In March, the Government confirmed parts of the scheme, which is already significantly behind schedule, will be delayed as a result of escalating costs.
Quizzed on the future of the high-speed rail link, Defence Secretary Grant Shapps, who is a former transport secretary, said there was a “perfectly legitimate question” about the sequencing of the project.
“There are various different estimates and I think that’s one of the things that the Government wants to check, particularly on the costs now post the inflationary picture out of the war in Ukraine,” he told BBC’s Sunday With Laura Kuenssberg programme
“But I have to say that it would be irresponsible to simply spend the money, carry on as if nothing had changed, if there has been a change in that fiscal picture.”
He added that HS2 was not the “be all and end all” for northern transport projects, and suggested that investing in local transport schemes “might be very helpful for people who are commuting”.
“Obviously the large things like HS2, which I think is the biggest construction project in Europe, suck up a lot of that money. Any government has to make those decisions.”
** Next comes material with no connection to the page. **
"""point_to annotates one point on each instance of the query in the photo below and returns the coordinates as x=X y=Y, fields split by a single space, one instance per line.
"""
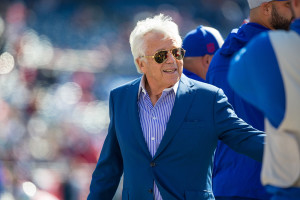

Mr Shapps would not confirm reports that the Government was seeking to scrap the northern leg of the HS2 project, but told Sky News’ Sunday Morning with Trevor Phillips show that there could be a change to its “sequencing” and “pace”.
He said: “Money is not infinite. All of these big decisions where budgets are, in particularly in the case of HS2, inexorably going higher and higher and higher and your viewers are having to pay that bill, it is absolutely right that the government looks at it and says hold on a minute, is this just a sort of open ended cheque or are we going to make sure this project gets delivered to a pace and a timetable that actually works for the taxpayer?”
“We take those long term decisions seriously, but we don’t think any amount of money, no matter how big the budget gets, that you should just carry on ploughing it in. There has a point where you say hold on a minute, let’s just take a break here.”
He added that the country has to respond to the circumstances” brought on by the impact of Covid and the war in Ukraine.
“We did not know there would be coronavirus, a one in 100 year event… we didn’t know there would be a war on in Europe… so of course, if circumstances change, you have to look at the sequencing of the big infrastructure cash that you spend.”
“Any government that doesn’t do that, any opposition that claims you don’t need to is not fit to govern this country.”
Andy Burnham, the Mayor of Greater Manchester, criticised calls for HS2’s northern leg to be scrapped, claiming on Sunday that people in the north of England are treated like “second-class citizens”.
He told Sky News: “An east-west line is really important for north of England, as well as north-south. Why is it always that people here are forced to choose? That we can’t have everything, ‘you can have this or you can have that but you can’t have everything’?
“London never has to choose between a north-south line and an east-west line and good public transport within the city.
“Why is it that people in the north are always forced to choose, why are we always treated as second-class citizens when it comes to transport?
He added that leaving the north of England with “Victorian infrastructure” while the rest of the country is connected by modern high-speed lines was “a recipe for the north-south divide to become a north-south chasm over the rest of this century”.
“And that is why people here are fed up with false promises and also watching now what seems to be the desperate acts of a dying Government. This is really not right and not fair to people here who were given so many promises,” Mr Burnham continued.